The Italian wine and spirits group, Campari, posted a net profit for 2002 of €86.7m (US$92.9m), representing a 36.7% rise from 2001 and ahead of analysts’ forecasts.

The Multex Global Estimates consensus forecast had put Campari’s 2002 net profit at €63m and Campari said that sales growth and tax incentives had helped it beat forecasts.

Group turnover, swelled by acquisitions, rose by 34% to €661m, while 2002 earnings before interest tax, depreciation and amortisation (EBITDA) increased by 39.7% to €160m. Operating profit was up 29.4% at €114.7m.

Campari reported that its international sales in 2002 exceeded its sales in Italy for the first time.

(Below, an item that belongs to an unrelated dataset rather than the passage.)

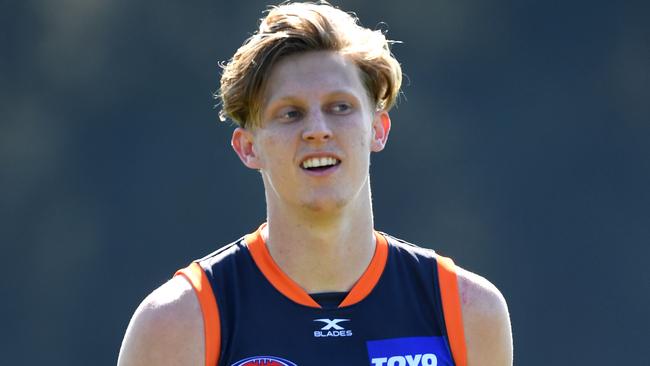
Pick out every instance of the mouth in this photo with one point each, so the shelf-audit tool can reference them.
(319, 164)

The US was its second largest market, accounting for 30.3% of sales, with Italy accounting for 47%.

Campari’s CEO, Marco Perelli Cippo, said he was forecasting a rise in turnover of between 9% and 10% for 2003 but anticipated a year of consolidation. “We are expecting revenue growth of 9% to 10%,” Perelli Cippo said. “In 2003 we must consolidate our acquisitions and maintain the revenue levels and profitability of those acquisitions.”

However, Perelli Cippo did not rule out further acquisitions if there were appropriate targets and the conditions were right. But the CEO added that the US-Iraq war introduced an uncertainty into forecasts which could not be accounted for. “No one can know what impact a war will have on consumer spending and business,” he said. “It is a variable beyond control.”